The next day DJ and Dallas were taken by Care Flight to Adelaide. Saying goodbye to her boys was incredibly hard for Natasha. At the time she was 37 weeks pregnant and unable to fly.

“I watched them drive off and broke down,” she said. “Poor little Natarlia stood there quietly, not understanding what was happening, but she knew it was bad. She was equally upset to see them go. I felt sick and knew my unborn baby could feel my stress.”

Two days later Natasha asked her obstetrician to induce her baby, three weeks early.

“DJ was in Adelaide having a bone marrow biopsy lumbar puncture and getting his port put in his chest, while I was in Darwin in labour,” she said. “I found it incredibly hard to bring my mind away from DJ and concentrate on my job at hand, giving birth safely.”

After the toughest of Natasha’s three deliveries, healthy little Pearce arrived without complications. Just a week later, Natasha was on a plane to Adelaide with three year-old Natarlia and her newborn son.

Immense relief came as the family was reunited in Adelaide – but the future was daunting.

DJ would undergo eight months of intense chemotherapy and 15 days of radiotherapy.
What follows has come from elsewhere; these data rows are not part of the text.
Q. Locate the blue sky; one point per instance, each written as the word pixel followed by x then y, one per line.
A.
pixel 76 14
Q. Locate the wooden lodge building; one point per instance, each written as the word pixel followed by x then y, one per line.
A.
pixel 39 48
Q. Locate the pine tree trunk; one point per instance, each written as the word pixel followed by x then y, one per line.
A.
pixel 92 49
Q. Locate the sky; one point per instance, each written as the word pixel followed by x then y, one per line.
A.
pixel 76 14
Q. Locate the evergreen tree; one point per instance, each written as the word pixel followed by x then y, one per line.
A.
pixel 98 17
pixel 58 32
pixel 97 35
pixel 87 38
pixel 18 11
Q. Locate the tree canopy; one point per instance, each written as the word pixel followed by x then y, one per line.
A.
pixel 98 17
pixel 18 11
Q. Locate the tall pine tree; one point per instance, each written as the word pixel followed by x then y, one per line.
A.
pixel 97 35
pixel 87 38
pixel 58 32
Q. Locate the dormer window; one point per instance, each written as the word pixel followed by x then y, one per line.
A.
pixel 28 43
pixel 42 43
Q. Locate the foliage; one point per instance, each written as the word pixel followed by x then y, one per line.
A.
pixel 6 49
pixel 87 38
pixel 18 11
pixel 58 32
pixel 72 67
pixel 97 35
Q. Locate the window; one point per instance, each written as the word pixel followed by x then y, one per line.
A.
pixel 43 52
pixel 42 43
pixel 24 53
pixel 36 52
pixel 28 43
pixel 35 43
At the beginning of his treatment he was “terrified” of all the nurses and doctors and would scream at the sight of them coming close to him.

"Having his port accessed and de-accessed was incredibly stressful for all,” said Natasha. “We had to hold DJ down while the nurses put the needle in.
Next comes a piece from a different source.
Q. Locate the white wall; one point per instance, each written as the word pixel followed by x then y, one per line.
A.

“Not only had DJ been whisked away from his home overnight, but his worst nightmare of having a needle was happening – every day – and he had no real idea why.”

As his treatment progressed, DJ began to grow stress lines on his finger nails, his hair started falling out and he gained lots of weight due to steroids treatment. The steroids also made DJ angry and frustrated and he would use the toilet many times a night (but, proudly, never once wetting his bed).

Somewhere along the way, DJ began to accept the fact that the friendly nurses and doctors were there to help him. A child psychologist provided some tips on how Natasha and Dallas could help their son cope better with needles and finger pricks.

“While he still didn’t like having the procedures, he would reluctantly lie still and let them do what they needed to,” said Natasha. “We taught him to grit his teeth and growl like a bear instead of letting out his high pitched scream.

“The pain he has endured breaks my heart but I know it has made him the little hero he is today.”

Natasha says she will be “eternally grateful” to the amazing medical people at the Women’s and Children’s Hospital who cared for her son. She is also thankful for the support of organisations including the Leukaemia Foundation, which supported the family with food and petrol vouchers during their time in Adelaide and the cost of a hire car during a return trip for DJ to have some tests.

In June 2012 the family relocated back to Darwin, where DJ began maintenance treatment, an oral form of chemo. His initial leg injury has fully recovered and he is now able to run around and play with his sister and little brother (and now another little brother, Jake, who arrived in June 2013!)

Once afraid of the water, DJ has developed a keen interest in swimming since returning to Darwin. The Leukaemia Foundation recently organised a month of swimming lessons for DJ to encourage his enthusiasm.

DJ’s treatment plan will continue until September 2013 and, in a moving full circle, will finish on the day of baby Pearce’s second birthday.

“His journey is far from over and he will have bloods taken every fortnight here and there will be three monthly visits back to Adelaide for check-ups,” said Natasha. “But we now treasure every day with our children and take nothing for granted.

“I try not to dwell on what may come in the future, but what is here in our present.”